I’ve never forgotten the way he looked at me that day in his office, tall and bespectacled, always dressed in a perfectly tailored suit, his eyebrows raised as if to say, Don’t play coy with me, you know your life has been anything but ordinary.
“Write about the allure of Hollywood, and your experience of Orientalism, which unfortunately hasn’t gone away,” he added. “Think of it as your chance to tell future generations what it’s like to live in that kind of racist, small-minded world.”
“But I never even finished high school,” I said.
“You’re one of the smartest people I know,” Bennett said, putting his pipe down and choosing a stack of books from his shelves. “I don’t know anyone else in the movie business who sang and spoke in three different languages for the same film.”
It was true, I did learn to speak German and French well enough back in the day. “I’ll think about it.”
“You should,” he said. “Do you think I’d ask this of just anyone? I have a reputation to keep!”
I laughed, and shook my head. “I’ll try not to ruin your reputation,” I told him, reaching for the books he passed to me.
The truth—although I’ve never told anyone, not even Lulu or Richard—is that I’ve already written down my story in three composition notebooks I bought at a local drugstore. What else was I going to do during my forced retirement? I smile to think they’re the same kind of notebooks I used in high school, black-and-white hardboard covers with lined pages and stitched binding. Unfortunately, my story includes others, and there are family and friends to consider. I can’t imagine what Lulu will say of me parading our family secrets in public. Haven’t I caused enough uproar to last a lifetime? But Bennett has planted the seed on purpose, knowing I can’t ignore a challenge. I’ve written articles over the years for Hollywood and European film magazines, and volumes of letters and postcards, birthday and Christmas cards to family and friends around the world. I’ve also written down these significant events in my life so they wouldn’t be lost in the fog of old age. I’ve brought the notebooks along on this trip. They’re in my bag on the seat next to me now. The thought of resurrecting my past terrifies me, as if I’m taking two steps back, just so I can move one step forward.
But as Bennett tells me, I have the power to change the discrepancies, tell my real story as I’ve lived it, “if you have the strength,” he adds.
I have the strength, but I’m not sure I have the courage.

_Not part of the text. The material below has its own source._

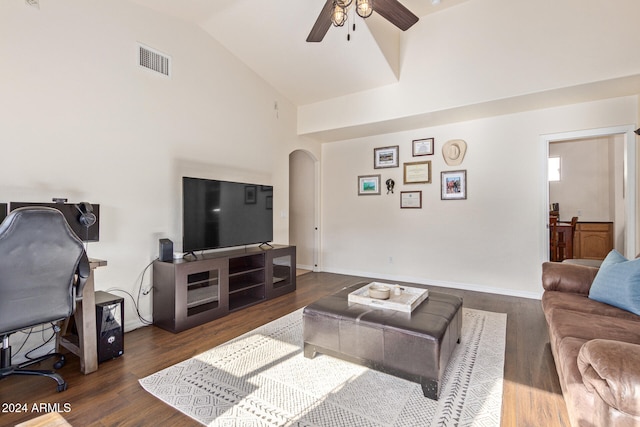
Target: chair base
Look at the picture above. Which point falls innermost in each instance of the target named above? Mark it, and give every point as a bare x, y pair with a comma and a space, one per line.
6, 371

And yet, I’ve convinced myself it’s time to face my fears. This train trip will give me the peace and quiet to read through the notebooks, to determine if I have a story worth telling. If so, maybe Bennett will get his book after all. And if not, no one will be the wiser.
“All aboard!” a voice cries out from the platform.
A horn blasts twice.
I sit back as the train trembles to a start before moving slowly out of the station, gradually picking up speed. Only when we’re at the outskirts of the city do I finally look away from the window, pick up the first notebook, and turn to the opening page.
We are defined by our history, my father always told us. If so, I’ll always be that little girl who was tormented at school. It remains one of my clearest memories, the first of many times I would be bullied into realizing what I’d have to do all my life: fight to prove that I was as American as everyone else.
Bits of Life
1913–1928
Chinabug
California Street Elementary School—1913
“Where you going, Chink?”
I walked faster, glancing back to see the small group of boys following close behind, their voices nasal and nasty.
“Chink, Chink, Chinabug!” they taunted. “Go back where you belong!”
Where was I supposed to go back to? I was born here in Los Angeles eight years ago, just like them. My parents were born in California too. My father, Wong Sam Sing, started the Sam Kee Laundry a few blocks from Chinatown, where I was born on Flower Street. My grandparents came over during the Gold Rush back in 1855 and never left. We were Americans, no matter how they tried to exclude us.